Selon le bienheureux abbé Michał Sopoćko, la miséricorde est le secours qu’apporte le Créateur à sa créature en lui tendant la main qui l’élève de la misère du péché et qui pallie ses défaillances. Il remarque que c’est l’absence d’existence qui est la plus grande misère. En suivant en cela la Sainte Écriture et le magistère de saint Thomas, l’abbé Sopoćko considère que la miséricorde divine au sens large s’exprime aussi dans l’œuvre de la création de l’univers et de l’homme. Il dit que le Psalmiste recoupe la création et la rédemption. Il attribue l’une et l’autre à la miséricorde de Dieu (cf. Ps 136). De la sorte, la bonté et la miséricorde de divines au sens large sont des synonymes. Mais dans une acception plus stricte, la notion de miséricorde est liée au péché commis et se manifeste par le fait d’élever l’homme de cette misère. La miséricorde est l’autre nom de l’amour (cf. DM 7) ; c’est l’amour qui va le plus loin parce qu’il élève l’homme de la misère morale (abbé J. Krasiński).

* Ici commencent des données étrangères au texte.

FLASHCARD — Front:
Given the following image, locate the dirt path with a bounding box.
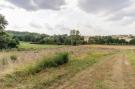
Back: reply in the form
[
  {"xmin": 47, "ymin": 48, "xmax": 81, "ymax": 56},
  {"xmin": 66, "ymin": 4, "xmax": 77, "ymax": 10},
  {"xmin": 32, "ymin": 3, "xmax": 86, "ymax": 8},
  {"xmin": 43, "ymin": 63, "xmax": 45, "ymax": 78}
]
[{"xmin": 56, "ymin": 54, "xmax": 135, "ymax": 89}]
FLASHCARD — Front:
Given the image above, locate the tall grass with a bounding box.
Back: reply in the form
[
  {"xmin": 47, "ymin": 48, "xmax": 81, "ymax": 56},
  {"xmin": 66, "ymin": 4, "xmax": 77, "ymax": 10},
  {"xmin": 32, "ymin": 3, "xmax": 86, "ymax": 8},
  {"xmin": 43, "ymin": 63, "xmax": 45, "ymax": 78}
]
[{"xmin": 11, "ymin": 52, "xmax": 69, "ymax": 76}]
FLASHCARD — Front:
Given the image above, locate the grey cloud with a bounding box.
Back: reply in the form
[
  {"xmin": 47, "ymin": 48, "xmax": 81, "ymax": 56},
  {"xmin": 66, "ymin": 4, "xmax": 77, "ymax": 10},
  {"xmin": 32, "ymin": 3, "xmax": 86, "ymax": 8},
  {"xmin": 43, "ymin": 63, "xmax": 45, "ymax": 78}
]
[
  {"xmin": 79, "ymin": 0, "xmax": 130, "ymax": 13},
  {"xmin": 8, "ymin": 0, "xmax": 65, "ymax": 10},
  {"xmin": 30, "ymin": 22, "xmax": 42, "ymax": 29},
  {"xmin": 34, "ymin": 0, "xmax": 65, "ymax": 10}
]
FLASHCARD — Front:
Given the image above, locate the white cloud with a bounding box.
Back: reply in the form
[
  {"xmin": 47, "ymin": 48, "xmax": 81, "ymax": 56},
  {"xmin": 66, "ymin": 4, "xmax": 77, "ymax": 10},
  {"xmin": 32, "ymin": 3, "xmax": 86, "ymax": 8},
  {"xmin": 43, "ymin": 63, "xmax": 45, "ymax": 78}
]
[{"xmin": 0, "ymin": 0, "xmax": 135, "ymax": 35}]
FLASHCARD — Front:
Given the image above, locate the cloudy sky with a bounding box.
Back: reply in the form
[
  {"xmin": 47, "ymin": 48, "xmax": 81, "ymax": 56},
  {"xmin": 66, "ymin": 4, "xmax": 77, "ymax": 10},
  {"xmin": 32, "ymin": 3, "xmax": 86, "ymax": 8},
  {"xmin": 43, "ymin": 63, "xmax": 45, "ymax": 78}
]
[{"xmin": 0, "ymin": 0, "xmax": 135, "ymax": 35}]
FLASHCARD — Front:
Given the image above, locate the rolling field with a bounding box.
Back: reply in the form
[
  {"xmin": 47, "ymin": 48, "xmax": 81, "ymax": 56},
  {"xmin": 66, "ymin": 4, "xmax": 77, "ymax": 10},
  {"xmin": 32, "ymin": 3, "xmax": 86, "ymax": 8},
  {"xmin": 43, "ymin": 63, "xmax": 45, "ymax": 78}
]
[
  {"xmin": 19, "ymin": 42, "xmax": 62, "ymax": 50},
  {"xmin": 0, "ymin": 43, "xmax": 135, "ymax": 89}
]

Le Saint Père Jean Paul II a souvent employé le terme d’amour miséricordieux. Il écrit dans la lettre encyclique « Dives in misericordia » que la miséricorde est la dimension indispensable de l’amour ; elle est comme son deuxième nom (DM 7). Selon lui la miséricorde est la forme extérieure de l’amour de Dieu à l’égard de l’homme qui porte le fardeau de sa propre faiblesse. Jean Paul II écrit que, définie comme un amour miséricordieux, la miséricorde possède toutes les caractéristiques de l’amour au sens le plus large du terme. Elle contient tous les composants de l’amour paternel, maternel, conjugal, fraternel et amical, qui est gracieux, patient, compatissant, généreux, serviable, pardonnant et fidèle. L’amour miséricordieux se focalise avant tout sur la valeur fondamentale de l’homme qu’est la dignité de son humanité et c’est cette dernière qu’il s’efforce de préserver, de purifier et d’élever, de la faire sortir en quelque sorte de sous les couches accumulées du mal (s. K. M. Kasperkiewicz).